Wrong column type in your table
I'm saving specific dateTime ex. 2023-01-01T12:00:00Z (this is Instant) to Postgresql Timestamp without timezone.
You have chosen the wrong data type for your column. The type TIMESTAMP WITHOUT TIME ZONE
cannot represent a moment, a specific point on the timeline. That type stores only a date with time-of-day, such as noon on Jan 23rd next year. But we have no way to know if that was meant to be noon in Tokyo, noon in Toulouse, or noon in Toledo — three very different moments, several hours apart.
The Z
at the end of your input string means an offset of zero hours-minutes-seconds from UTC. That, combined with a date and time, determines a moment.
To store that moment you need to define your column as TIMESTAMP WITH TIME ZONE
.
This has been covered many many times already on Stack Overflow, with many existing Answers including some written by me. Search to learn more such as using the Java type LocalDateTime
with one column type and OffsetDateTime
with the other column type.
If you use the correct type, all your problems will vanish. And the data stored in your database will be meaningful rather than ambiguous.
Writing:
OffsetDateTime odt = myInstant.atOffset( ZoneOffset.UTC ) ;
myPreparedStatement.setObject( … , odt ) ;
Reading:
OffsetDateTime odt = myResultSet.getObject( … , OffsetDateTime.class ) ; // Accessing a column of type TIMESTAMP WITH TIME ZONE.

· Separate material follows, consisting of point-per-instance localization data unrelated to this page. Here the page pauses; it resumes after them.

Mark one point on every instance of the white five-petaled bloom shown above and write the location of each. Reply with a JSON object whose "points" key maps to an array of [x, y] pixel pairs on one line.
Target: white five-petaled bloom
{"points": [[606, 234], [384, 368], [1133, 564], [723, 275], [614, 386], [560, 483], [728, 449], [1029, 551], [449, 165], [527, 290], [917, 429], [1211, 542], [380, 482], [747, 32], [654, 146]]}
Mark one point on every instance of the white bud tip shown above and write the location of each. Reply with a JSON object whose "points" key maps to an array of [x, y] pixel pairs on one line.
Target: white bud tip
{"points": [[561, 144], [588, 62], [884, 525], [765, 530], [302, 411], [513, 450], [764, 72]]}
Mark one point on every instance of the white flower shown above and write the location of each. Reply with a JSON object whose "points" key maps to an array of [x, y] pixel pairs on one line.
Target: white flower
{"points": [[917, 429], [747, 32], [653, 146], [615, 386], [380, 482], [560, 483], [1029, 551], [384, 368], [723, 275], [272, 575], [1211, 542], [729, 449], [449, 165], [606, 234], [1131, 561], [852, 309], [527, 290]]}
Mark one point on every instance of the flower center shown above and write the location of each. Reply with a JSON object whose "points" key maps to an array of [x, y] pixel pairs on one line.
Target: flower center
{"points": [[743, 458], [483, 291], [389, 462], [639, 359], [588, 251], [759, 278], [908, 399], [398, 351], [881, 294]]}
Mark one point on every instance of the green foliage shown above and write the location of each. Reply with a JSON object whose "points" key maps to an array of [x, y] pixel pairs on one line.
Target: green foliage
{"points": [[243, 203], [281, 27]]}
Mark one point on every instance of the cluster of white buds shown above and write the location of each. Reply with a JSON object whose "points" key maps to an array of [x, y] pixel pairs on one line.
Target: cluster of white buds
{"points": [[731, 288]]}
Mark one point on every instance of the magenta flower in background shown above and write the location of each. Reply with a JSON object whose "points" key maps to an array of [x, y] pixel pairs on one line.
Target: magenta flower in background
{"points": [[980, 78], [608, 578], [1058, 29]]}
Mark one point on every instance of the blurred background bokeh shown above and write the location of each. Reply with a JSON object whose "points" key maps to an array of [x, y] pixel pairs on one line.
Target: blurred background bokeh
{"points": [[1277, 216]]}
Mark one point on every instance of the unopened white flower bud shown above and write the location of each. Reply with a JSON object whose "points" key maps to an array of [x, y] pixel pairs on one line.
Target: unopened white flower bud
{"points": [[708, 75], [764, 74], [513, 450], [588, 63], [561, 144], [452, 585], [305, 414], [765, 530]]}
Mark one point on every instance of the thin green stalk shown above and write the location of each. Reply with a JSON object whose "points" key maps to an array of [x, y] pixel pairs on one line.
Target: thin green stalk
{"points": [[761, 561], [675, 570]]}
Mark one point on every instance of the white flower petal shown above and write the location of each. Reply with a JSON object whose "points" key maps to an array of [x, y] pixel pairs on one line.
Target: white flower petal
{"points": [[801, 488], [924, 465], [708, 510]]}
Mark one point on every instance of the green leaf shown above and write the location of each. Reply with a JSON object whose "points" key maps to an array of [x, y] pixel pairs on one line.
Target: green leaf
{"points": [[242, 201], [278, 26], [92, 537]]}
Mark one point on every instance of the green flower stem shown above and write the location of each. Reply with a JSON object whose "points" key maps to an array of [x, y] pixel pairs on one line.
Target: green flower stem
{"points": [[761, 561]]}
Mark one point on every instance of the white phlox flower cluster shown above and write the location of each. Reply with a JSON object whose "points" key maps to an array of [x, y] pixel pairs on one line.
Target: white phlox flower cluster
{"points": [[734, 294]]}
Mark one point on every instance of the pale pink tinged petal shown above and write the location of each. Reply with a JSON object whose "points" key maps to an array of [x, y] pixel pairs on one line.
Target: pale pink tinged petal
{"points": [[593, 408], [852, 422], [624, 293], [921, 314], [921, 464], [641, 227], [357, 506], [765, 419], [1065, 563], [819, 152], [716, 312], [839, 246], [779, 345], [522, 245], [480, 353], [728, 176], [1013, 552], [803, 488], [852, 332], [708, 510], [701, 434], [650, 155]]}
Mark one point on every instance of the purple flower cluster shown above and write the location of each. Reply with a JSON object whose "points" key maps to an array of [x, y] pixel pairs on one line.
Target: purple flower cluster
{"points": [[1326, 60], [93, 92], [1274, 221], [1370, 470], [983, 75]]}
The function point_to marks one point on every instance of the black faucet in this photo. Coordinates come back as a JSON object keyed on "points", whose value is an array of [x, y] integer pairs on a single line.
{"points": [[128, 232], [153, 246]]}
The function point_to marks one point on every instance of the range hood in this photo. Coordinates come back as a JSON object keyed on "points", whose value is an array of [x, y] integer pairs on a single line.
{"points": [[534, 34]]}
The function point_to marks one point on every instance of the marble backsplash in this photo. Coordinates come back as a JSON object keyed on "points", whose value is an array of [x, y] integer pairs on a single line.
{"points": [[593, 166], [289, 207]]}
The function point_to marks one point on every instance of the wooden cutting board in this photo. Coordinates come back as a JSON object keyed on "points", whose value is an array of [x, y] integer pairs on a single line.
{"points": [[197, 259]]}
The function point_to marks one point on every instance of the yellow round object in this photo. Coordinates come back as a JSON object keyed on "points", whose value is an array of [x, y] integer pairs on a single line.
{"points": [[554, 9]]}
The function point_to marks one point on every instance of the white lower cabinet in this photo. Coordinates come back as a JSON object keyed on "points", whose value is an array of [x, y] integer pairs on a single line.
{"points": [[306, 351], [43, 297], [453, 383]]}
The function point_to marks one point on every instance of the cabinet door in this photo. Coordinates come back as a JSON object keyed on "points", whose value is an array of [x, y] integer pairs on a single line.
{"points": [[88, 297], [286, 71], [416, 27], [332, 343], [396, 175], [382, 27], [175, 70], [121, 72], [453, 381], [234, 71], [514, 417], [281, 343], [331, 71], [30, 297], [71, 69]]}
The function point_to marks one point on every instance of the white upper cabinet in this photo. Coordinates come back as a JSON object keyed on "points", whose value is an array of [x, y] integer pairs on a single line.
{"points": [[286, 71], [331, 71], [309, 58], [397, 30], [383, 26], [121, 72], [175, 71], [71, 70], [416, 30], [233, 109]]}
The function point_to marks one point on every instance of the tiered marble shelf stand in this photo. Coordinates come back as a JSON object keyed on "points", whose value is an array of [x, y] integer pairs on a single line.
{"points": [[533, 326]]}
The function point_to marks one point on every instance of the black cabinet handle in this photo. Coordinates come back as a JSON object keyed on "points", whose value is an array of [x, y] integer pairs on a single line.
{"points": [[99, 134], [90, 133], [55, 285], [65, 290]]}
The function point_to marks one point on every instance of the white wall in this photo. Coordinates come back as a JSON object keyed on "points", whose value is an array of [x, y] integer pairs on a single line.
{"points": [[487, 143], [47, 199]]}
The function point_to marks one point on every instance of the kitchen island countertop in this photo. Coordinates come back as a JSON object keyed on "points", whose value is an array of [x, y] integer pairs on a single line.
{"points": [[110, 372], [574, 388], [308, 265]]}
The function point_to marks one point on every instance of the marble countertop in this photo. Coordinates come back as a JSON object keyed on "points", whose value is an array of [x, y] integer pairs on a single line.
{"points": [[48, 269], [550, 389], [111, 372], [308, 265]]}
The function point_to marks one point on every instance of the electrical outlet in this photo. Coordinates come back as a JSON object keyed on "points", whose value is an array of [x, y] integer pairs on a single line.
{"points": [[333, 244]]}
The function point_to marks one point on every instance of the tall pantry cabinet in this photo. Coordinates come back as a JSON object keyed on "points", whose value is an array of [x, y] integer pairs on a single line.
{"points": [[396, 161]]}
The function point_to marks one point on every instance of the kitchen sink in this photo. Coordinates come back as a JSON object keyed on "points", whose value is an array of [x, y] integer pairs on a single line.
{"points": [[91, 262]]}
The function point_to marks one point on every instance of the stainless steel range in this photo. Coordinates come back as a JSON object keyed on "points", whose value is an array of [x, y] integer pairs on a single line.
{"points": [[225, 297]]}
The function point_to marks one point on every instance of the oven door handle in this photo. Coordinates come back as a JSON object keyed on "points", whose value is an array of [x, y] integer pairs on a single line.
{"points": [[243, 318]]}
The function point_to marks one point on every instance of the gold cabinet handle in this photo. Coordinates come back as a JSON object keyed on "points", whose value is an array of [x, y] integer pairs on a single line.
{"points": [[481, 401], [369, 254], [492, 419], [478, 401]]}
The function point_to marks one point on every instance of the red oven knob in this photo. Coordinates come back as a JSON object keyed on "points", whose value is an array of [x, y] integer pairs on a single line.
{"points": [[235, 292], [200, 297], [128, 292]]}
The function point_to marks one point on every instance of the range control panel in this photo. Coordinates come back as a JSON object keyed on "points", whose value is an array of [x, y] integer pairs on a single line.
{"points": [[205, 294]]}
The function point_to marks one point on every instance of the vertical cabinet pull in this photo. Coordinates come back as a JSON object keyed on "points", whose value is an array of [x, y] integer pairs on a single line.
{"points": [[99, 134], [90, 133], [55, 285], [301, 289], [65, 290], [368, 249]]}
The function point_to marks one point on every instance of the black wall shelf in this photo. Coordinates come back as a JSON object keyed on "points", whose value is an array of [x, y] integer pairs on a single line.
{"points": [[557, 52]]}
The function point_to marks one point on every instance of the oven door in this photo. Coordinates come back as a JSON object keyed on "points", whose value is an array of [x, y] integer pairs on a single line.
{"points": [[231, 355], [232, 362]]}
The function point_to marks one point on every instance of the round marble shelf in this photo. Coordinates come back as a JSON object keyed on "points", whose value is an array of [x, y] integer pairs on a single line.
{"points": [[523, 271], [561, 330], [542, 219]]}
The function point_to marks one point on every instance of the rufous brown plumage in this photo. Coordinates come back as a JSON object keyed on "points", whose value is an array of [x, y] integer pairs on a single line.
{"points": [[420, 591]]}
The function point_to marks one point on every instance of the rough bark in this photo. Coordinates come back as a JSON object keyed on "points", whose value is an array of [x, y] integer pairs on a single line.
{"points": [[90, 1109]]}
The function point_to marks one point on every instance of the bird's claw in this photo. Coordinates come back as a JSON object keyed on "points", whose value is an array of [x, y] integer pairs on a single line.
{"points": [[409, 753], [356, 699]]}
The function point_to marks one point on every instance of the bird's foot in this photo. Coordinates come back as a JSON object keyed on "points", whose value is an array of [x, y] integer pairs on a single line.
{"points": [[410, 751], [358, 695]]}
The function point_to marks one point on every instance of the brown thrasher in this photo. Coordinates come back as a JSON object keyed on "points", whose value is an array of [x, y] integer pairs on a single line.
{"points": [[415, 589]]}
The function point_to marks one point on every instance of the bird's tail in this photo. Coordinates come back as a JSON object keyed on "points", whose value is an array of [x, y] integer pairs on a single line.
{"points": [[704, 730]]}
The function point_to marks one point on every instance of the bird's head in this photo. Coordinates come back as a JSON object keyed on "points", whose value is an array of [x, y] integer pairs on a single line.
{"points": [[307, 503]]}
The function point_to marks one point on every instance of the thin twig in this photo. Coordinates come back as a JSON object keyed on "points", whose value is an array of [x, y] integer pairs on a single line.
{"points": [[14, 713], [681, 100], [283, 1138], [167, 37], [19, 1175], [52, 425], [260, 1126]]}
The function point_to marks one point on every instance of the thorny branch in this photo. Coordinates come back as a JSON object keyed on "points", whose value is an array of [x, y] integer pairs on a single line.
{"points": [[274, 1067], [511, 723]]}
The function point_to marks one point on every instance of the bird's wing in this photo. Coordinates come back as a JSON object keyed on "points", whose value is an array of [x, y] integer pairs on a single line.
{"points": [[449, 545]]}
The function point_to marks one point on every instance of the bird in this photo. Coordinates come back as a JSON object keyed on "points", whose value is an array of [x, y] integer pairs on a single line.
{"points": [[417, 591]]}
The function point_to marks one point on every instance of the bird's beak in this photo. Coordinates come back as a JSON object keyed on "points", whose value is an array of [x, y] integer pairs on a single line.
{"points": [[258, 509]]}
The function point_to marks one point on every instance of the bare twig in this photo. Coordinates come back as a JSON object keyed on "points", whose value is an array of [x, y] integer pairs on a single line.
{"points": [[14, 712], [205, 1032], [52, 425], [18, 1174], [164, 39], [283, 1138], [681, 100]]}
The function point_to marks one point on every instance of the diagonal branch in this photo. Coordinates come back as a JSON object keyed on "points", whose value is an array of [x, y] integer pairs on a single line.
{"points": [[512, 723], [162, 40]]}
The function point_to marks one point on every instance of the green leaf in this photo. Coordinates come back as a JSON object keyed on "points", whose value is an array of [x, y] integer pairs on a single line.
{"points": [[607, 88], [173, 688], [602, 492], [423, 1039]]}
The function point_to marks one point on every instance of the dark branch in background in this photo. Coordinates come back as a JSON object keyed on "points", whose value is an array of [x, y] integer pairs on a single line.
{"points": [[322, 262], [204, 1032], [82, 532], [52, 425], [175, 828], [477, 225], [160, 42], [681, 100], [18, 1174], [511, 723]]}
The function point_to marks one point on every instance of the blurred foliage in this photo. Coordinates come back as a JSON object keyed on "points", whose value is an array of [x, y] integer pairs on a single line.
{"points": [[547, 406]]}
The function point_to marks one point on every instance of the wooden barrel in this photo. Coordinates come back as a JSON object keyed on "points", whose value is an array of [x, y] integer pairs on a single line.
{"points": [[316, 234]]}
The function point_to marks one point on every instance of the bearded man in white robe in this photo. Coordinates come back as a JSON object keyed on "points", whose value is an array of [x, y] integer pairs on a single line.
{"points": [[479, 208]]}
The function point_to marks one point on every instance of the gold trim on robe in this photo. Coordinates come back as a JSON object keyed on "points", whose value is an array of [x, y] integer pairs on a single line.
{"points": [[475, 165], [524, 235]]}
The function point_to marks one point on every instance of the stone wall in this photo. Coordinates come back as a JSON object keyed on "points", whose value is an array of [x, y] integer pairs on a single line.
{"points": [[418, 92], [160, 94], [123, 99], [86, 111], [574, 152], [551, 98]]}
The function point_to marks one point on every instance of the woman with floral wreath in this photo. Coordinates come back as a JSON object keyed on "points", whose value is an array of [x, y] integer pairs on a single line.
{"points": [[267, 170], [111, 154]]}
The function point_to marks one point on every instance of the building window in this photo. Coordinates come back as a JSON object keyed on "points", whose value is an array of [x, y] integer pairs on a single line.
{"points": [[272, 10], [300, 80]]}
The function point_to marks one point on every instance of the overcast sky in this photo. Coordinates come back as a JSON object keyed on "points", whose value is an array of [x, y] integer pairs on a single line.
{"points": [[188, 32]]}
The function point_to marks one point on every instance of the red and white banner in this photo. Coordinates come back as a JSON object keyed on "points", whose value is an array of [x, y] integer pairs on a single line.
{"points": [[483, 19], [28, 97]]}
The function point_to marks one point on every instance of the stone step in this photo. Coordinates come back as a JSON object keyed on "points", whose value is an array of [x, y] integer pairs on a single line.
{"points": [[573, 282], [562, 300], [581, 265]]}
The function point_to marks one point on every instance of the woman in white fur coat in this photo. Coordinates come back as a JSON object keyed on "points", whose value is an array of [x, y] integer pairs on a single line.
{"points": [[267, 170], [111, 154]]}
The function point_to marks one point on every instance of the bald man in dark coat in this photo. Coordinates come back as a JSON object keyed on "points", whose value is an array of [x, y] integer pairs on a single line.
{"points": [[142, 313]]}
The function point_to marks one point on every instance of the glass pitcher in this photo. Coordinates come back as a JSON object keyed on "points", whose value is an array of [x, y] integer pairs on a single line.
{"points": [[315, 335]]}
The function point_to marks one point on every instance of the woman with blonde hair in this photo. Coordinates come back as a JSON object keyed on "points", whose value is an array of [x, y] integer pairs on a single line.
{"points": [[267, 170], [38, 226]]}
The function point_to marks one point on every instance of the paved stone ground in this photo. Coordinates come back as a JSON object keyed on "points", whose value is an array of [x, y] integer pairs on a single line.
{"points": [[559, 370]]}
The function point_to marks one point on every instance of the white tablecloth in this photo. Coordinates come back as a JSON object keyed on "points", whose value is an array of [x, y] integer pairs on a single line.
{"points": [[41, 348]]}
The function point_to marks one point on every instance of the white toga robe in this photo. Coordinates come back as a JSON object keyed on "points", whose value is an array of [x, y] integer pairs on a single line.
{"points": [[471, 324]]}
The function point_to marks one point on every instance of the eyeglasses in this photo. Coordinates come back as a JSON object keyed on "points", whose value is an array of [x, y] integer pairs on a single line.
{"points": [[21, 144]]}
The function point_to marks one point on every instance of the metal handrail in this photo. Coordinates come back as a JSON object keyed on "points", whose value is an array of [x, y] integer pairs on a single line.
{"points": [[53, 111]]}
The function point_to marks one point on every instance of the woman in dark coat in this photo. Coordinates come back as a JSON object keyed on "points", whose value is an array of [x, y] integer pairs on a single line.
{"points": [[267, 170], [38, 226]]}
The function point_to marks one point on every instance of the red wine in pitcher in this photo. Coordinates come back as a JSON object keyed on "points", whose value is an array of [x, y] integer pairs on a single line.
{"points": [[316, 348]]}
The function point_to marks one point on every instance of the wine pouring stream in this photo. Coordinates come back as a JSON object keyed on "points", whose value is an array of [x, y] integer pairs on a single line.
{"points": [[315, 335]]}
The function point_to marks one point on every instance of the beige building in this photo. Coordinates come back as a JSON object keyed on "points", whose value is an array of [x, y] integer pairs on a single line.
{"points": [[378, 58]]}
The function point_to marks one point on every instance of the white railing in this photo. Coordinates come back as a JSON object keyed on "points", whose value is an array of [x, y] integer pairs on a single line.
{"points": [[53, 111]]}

Instant instant = odt.toInstant() ;
Your tools may lie to you
Understand that Postgres stores all TIMESTAMP WITH TIME ZONE
values with an offset from UTC of zero hours-minutes-seconds. Any zone or offset info submitted with an input is used to adjust that input to UTC.
So, values retrieved from a TIMESTAMP WITH TIME ZONE
column are always in UTC. However, middleware, drivers, and tooling may (unfortunately) choose to apply a zone or offset to retrieved values, thereby telling a lie.